Le parcours de l’île se tisse ainsi, par l’intermédiaire du récit et de la mémoire, de références au conte, à l’épopée antique ou à la geste fondatrice des pionniers – qui serait donc, historiquement, celle des conquêtes coloniales – à laquelle se mêle le spectre du marronnage : « nous étions des mArrOns désormais et notre place était bien ici » (DF, p. 151) – ; mais les prétentions épiques ne semblent pas fonctionner dans l’île créole, et le voyage devient une errance. C’est ainsi que devenu adulte, Raj ne sait jamais ce qu’il cherche lorsqu’il se rend aux archives – car ce qu’il cherche est une histoire sans mots ni discours. D’une visite aux archives qui lui apprend la date du cyclone, il déduit la date de leur fugue (DF, p. 147) : le récit viatique est inversé, on met en avant son artifice. Le voyage est fabriqué, a posteriori, par les archives, à partir de ce qui n’était qu’une errance. Car la double absence d’origine et de destination dessine un espace labyrinthique dans lequel on ne peut ni se diriger, ni entrer complètement15, et donc seulement errer : Le Clézio déplore régulièrement un paysage « hermétique » (VAR, p. 24), « d’éternel refus » (VAR, p. 77). Et ce que le paysage refuse d’abord, c’est d’être codifié dans une lecture monosémique : « Nous passons notre temps à essayer de lire les signes de la nature » (DF, p. 181) dit Raj, tandis que le narrateur du Voyage s’use les yeux à déchiffrer dans le paysage « d’incompréhensibles frontières », « d’inutiles chemins », « d’étranges ronds-points » (VAR, p. 14). L’espace a pourtant bien un sens, mais ce sens recule :

« Comment ne pas voir dans ce paysage désertique, façonné par le vent et par la pluie, imprégné de soleil, l’expression d’une volonté ? Message laissé comme par inadvertance par quelque géant terrestre, ou bien dessin de la destinée du monde. Signes du vent, de la pluie, du soleil, traces d’un ordre ancien, incompréhensible » (VAR, p. 46).

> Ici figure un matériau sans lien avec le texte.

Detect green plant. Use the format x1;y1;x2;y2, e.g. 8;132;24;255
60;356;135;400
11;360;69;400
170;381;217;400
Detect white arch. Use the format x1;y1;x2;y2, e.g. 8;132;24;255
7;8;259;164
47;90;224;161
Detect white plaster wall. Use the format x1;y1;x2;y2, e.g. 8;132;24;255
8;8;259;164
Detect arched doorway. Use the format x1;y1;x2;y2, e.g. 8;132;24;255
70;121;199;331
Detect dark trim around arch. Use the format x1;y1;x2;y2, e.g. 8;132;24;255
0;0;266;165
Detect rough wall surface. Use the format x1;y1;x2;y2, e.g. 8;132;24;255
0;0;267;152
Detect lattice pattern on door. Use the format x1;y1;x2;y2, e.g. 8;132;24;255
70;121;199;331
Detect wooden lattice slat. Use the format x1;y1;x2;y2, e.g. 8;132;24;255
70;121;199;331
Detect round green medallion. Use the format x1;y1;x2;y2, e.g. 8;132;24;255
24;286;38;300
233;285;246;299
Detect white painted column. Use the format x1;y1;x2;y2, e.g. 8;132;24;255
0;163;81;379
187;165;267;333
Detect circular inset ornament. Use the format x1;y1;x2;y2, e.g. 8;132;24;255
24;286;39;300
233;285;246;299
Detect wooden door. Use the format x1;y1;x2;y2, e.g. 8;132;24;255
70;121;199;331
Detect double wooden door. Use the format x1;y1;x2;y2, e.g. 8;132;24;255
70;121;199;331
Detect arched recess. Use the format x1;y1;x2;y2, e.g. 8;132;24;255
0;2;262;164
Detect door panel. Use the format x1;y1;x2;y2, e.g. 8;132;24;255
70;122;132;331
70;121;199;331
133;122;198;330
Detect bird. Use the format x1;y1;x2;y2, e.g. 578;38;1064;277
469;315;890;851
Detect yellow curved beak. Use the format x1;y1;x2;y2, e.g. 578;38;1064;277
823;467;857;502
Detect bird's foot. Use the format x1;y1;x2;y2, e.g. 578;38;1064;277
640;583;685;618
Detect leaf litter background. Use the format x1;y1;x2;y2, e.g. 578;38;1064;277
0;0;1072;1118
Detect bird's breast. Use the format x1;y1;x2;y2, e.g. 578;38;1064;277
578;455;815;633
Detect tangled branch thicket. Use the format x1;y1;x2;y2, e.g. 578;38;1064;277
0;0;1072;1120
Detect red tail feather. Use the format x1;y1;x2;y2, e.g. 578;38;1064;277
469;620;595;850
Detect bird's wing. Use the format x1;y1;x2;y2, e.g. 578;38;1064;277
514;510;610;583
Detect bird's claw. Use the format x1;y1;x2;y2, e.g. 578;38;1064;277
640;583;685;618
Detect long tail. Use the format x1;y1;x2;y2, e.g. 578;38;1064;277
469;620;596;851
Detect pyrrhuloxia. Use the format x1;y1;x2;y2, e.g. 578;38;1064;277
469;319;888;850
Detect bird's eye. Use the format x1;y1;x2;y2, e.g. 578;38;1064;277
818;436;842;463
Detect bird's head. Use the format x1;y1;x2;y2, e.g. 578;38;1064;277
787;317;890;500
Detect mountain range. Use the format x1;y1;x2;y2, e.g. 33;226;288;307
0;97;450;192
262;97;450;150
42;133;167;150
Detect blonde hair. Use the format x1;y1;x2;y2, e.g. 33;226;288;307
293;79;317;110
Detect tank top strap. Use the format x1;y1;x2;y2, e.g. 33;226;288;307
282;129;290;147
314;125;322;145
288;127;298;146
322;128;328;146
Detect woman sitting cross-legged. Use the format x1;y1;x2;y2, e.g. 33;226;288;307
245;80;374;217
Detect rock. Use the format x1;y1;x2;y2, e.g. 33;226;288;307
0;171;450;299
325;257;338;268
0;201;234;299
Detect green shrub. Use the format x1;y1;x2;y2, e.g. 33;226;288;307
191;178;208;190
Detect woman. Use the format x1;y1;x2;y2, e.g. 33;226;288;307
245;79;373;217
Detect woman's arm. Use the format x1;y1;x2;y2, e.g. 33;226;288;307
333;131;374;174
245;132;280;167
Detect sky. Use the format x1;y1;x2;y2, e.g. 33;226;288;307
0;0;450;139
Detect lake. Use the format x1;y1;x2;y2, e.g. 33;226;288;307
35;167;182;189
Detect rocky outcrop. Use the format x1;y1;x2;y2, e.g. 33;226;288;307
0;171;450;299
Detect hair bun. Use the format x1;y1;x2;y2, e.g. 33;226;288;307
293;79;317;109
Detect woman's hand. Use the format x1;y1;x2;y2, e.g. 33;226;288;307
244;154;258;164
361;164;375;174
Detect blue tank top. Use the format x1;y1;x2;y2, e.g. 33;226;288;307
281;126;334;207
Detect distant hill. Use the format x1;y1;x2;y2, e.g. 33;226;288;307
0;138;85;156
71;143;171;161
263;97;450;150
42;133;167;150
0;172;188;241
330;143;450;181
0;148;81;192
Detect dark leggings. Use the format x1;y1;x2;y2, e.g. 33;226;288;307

Les efforts pour déchiffrer ce langage et faire du paysage un indice sont vains : dans Le Dernier frère, la carte de l’institutrice qui devait rendre le paysage intelligible est caduque dès le début, puisque Mapou n’y figure pas. Chez Le Clézio, « chaque parcelle du paysage devient un symbole » (VAR, p. 48), par la toponymie, par le balisage en repères, en points, la triangulation ; mais finalement, ces lignes, angles et points de repères qui devaient rendre le paysage intelligible « recouvrent le dessin simple et facile de l’Anse aux Anglais », opacifiant encore davantage le lieu. Dans un tel labyrinthe, il n’est plus possible de voyager, si le présupposé du voyage était la compréhensibilité du lieu.

À rebours du lieu

Le labyrinthe des Mascareignes, d’autres l’ont pourtant traversé. Quelque chose ici dans la conscience narrative révèle l’opacité de l’île, l’impossibilité de la traverser : si les personnages errent au lieu de traverser16, c’est qu’ils devinent, au cœur du lieu, quelque chose de silencieux qui se manifeste et qui les fait trébucher. C’est cette sensibilité, cette nostalgie sans objet qui leur permet d’entrer en consonance avec le lieu créole et qui, tout en empêchant le voyage, y révèle un ailleurs – un autre espace17.

Le récit viatique est supposé dire un espace référentiel ; cependant, parce que le point de vue sur cet espace est extérieur, il dira aussi un espace marqué par la différence, en bien ou en mal : c’est le tableau de l’île édénique ou, au contraire, infernale telle l’Île de France décrite par Bernardin de St-Pierre en 1773. L’entreprise de Le Clézio est à cet égard double : il s’agit à la fois de construire une familiarité de l’espace, et en cela la représentation référentielle de Rodrigues est très précise sur le plan de la topographie ; mais le récit témoigne aussi de la recherche d’un ailleurs dans le paysage, espace mythique dont les pierres seraient les signes : « une pierre, une ombre portée, une marque sur la roche, ou bien la position d’une montagne, d’un pic, la hauteur d’une falaise, le chemin de l’érosion sur les pentes des collines, la place d’un arbre, tout parlait, avait un sens, une urgence » (VAR, p. 80). Cette herméneutique de l’île qui fait du paysage une écriture s’appuie sur l’hypotexte des Révélations du Grand Océan18 et va devenir une quête, « quête d’autres espaces sur le territoire qu’on habite, mais aussi quête du langage qui pourrait dire la vérité de ces espaces »19. C’est cette quête que redouble le Voyage, mais l’espace mythique et sa langue y restent inaccessibles : « ce message que je cherche, qui est écrit au fond de cette vallée, ne peut me parvenir, seulement m’effleurer. Comme une parole qui viendrait du bout du temps, et qui irait en volant droit devant elle, vers l’autre bout du temps » (VAR, p. 45). Le sens mythique du lieu et la langue mythique pour dire ce sens20 restent des horizons. Une nouvelle fois, le manque de l’origine court-circuite la quête du voyage, et le lieu reste une énigme.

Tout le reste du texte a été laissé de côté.